Before making a trip, it is necessary to evaluate the cervical status, that is to say whether the cervix is closed and tonic, bringing enough to offer a sustained release (known as cervical ripening), or if the otherwise the cervix is already dilated and softened, causing a trigger to think “simple” could allow the patient to deliver quickly.

  • If the cervix is not favorable, the midwife will have a gel into the vagina or a small buffer containing prostaglandin, a substance having the ability to “ripen” the cervix and cause uterine contractions. This trigger is made in fetal monitoring to detect possible poor tolerance of the baby uterine contractions which may in some cases too frequent or too intense.
  • If the cervix is favorable, it is not necessary to ripen the cervix. Depending on the case, the midwife may need to be, breaking the amniotic sac, or membranes off with his finger, or administer oxytocin infusion. All these methods aim to show uterine contractions that once implemented, will go to the patient in a dynamic work.

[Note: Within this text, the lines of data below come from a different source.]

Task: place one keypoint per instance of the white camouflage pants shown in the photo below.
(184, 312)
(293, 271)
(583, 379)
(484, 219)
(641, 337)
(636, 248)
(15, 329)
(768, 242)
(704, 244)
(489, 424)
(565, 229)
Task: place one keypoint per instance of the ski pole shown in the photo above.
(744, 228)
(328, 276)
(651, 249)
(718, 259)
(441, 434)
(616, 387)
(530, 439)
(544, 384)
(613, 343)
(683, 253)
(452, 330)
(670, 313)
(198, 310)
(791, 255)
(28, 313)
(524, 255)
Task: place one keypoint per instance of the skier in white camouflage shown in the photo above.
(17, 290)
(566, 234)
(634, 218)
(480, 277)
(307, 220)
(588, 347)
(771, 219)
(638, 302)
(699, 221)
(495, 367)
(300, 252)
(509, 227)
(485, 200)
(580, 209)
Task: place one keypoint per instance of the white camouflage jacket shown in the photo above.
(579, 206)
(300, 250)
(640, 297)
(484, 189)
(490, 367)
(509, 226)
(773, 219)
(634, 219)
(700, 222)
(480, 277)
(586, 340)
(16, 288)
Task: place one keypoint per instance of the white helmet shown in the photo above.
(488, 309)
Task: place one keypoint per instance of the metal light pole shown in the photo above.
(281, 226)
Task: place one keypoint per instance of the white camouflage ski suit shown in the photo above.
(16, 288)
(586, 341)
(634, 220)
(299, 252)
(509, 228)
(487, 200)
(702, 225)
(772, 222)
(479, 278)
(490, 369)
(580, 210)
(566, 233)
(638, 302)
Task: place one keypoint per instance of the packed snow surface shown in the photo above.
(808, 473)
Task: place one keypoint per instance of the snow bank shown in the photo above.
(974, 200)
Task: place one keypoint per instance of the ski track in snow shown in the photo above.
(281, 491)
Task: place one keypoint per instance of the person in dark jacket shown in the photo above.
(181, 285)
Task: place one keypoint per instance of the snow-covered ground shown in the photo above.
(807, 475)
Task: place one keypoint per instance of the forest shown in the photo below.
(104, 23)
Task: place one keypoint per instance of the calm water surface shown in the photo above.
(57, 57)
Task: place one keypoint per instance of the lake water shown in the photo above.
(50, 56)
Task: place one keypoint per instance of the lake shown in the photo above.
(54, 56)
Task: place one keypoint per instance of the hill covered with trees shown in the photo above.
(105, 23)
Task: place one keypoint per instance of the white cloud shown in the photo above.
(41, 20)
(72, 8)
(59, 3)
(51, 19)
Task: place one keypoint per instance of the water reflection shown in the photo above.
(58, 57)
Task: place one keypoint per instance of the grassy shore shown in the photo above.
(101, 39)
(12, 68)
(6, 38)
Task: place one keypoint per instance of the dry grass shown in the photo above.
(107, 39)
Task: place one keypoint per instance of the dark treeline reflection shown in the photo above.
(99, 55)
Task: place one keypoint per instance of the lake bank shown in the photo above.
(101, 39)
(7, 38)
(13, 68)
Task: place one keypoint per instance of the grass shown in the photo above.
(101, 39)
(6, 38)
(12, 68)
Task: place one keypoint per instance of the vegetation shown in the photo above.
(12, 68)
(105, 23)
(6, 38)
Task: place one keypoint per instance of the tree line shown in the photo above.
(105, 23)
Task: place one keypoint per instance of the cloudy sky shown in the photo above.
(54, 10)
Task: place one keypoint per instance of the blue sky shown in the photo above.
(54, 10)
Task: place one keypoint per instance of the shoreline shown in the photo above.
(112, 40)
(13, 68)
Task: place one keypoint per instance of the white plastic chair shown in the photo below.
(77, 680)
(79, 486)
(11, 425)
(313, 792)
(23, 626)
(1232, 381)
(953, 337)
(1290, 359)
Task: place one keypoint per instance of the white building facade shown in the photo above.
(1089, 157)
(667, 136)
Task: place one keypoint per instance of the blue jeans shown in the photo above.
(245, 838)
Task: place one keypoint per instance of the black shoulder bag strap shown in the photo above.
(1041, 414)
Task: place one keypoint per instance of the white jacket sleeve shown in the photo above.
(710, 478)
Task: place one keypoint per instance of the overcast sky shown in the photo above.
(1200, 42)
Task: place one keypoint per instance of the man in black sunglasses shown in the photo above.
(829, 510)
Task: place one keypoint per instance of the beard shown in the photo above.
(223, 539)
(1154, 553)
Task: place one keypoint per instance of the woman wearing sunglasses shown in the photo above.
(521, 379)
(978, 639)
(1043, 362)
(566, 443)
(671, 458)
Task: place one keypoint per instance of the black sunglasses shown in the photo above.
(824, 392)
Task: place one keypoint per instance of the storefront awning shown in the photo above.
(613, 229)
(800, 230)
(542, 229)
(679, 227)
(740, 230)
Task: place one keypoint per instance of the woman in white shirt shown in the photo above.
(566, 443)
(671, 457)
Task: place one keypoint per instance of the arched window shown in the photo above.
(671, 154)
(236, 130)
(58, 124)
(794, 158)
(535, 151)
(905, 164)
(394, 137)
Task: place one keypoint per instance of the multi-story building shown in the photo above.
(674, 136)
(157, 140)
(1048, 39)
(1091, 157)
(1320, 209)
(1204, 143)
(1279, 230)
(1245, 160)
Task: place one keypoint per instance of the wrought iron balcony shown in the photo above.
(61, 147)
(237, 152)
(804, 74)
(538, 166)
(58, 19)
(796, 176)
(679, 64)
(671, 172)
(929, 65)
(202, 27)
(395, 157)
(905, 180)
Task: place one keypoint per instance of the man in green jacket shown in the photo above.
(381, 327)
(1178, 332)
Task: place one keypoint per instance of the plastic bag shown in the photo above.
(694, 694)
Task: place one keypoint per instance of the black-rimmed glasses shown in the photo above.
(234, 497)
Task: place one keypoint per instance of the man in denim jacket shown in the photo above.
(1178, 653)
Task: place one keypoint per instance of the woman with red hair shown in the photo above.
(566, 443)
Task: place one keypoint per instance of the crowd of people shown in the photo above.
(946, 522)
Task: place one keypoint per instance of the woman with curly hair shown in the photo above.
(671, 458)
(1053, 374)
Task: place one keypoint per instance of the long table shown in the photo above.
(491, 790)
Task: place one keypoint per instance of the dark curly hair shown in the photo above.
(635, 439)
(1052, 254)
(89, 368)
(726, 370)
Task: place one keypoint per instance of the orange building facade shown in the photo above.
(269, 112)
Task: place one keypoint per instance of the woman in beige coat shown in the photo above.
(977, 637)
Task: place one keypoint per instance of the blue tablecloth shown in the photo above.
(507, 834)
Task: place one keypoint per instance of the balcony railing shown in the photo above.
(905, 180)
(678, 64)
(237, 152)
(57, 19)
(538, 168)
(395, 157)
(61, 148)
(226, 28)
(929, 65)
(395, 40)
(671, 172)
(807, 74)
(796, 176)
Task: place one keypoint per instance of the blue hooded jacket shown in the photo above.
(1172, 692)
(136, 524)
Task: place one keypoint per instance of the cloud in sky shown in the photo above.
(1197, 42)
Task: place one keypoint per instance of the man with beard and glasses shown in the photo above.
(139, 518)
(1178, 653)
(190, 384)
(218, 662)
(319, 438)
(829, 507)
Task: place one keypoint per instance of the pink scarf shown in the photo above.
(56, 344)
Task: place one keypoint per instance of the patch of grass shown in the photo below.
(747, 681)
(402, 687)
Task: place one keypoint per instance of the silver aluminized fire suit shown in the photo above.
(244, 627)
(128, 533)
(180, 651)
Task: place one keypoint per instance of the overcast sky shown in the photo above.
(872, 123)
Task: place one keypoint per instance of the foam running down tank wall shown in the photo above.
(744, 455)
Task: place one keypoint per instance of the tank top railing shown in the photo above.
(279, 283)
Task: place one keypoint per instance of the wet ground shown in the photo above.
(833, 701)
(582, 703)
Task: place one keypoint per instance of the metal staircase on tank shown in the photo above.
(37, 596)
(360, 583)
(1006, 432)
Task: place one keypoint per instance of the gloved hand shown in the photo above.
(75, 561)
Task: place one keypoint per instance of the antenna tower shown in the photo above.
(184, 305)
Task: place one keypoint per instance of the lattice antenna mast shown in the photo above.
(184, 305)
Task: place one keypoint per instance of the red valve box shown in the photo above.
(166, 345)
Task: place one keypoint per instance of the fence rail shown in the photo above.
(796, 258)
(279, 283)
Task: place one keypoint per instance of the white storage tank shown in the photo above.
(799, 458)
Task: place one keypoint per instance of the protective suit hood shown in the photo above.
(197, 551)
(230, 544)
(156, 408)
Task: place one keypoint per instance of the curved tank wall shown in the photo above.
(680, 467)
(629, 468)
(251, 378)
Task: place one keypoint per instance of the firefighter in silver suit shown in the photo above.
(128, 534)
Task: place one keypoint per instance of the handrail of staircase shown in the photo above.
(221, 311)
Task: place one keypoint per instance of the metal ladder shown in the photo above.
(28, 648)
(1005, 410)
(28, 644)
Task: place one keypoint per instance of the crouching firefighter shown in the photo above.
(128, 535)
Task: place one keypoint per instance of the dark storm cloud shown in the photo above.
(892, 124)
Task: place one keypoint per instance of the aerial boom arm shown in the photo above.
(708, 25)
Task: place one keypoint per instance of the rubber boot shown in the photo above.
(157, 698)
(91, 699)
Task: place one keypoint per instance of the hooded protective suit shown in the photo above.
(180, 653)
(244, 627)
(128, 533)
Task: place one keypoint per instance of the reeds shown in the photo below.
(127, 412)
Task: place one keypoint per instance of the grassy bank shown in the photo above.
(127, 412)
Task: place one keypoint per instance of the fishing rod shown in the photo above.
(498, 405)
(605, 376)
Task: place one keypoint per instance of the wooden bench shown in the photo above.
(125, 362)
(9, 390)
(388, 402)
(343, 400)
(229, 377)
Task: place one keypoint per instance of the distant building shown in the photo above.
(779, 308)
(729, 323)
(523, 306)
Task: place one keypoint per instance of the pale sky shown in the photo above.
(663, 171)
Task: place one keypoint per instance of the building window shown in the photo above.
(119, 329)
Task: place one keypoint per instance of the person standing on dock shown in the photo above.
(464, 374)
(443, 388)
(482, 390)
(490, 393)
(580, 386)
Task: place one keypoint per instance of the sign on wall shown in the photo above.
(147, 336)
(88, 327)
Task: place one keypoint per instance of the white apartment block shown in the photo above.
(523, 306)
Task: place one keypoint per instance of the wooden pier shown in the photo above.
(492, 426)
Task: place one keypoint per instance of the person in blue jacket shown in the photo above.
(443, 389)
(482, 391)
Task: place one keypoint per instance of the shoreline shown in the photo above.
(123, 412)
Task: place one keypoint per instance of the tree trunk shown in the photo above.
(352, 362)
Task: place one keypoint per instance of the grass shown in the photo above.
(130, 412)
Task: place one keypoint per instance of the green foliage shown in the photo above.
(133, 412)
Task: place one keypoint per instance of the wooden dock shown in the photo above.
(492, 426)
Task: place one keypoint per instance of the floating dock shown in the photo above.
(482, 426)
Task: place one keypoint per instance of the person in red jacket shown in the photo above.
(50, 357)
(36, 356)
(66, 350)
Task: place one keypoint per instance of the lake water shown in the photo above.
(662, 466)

What are the risks of tripping / maturation?

Making a trip or cervical ripening this as any medical risk that must be informed.

These risks are represented mainly by an increase in the cesarean section rate, extraction instrumental (forceps) and / or episiotomy, and uterine rupture rarely (if history of surgery on the uterus). There is also an increased risk of postpartum hemorrhage because of the work that may be longer than spontaneous labor.

Are there any cons-indications to the realization of a trigger?

Quite logically, against all reason indicating a natural vaginal delivery, also represents a cons-indication to a trigger (transverse lie, placenta covering …).

Moreover, having already received several caesareans during a previous pregnancy is a cons-indication usual a possible trigger.

Breech presentation or twins do not represent situations indicating a trigger-cons.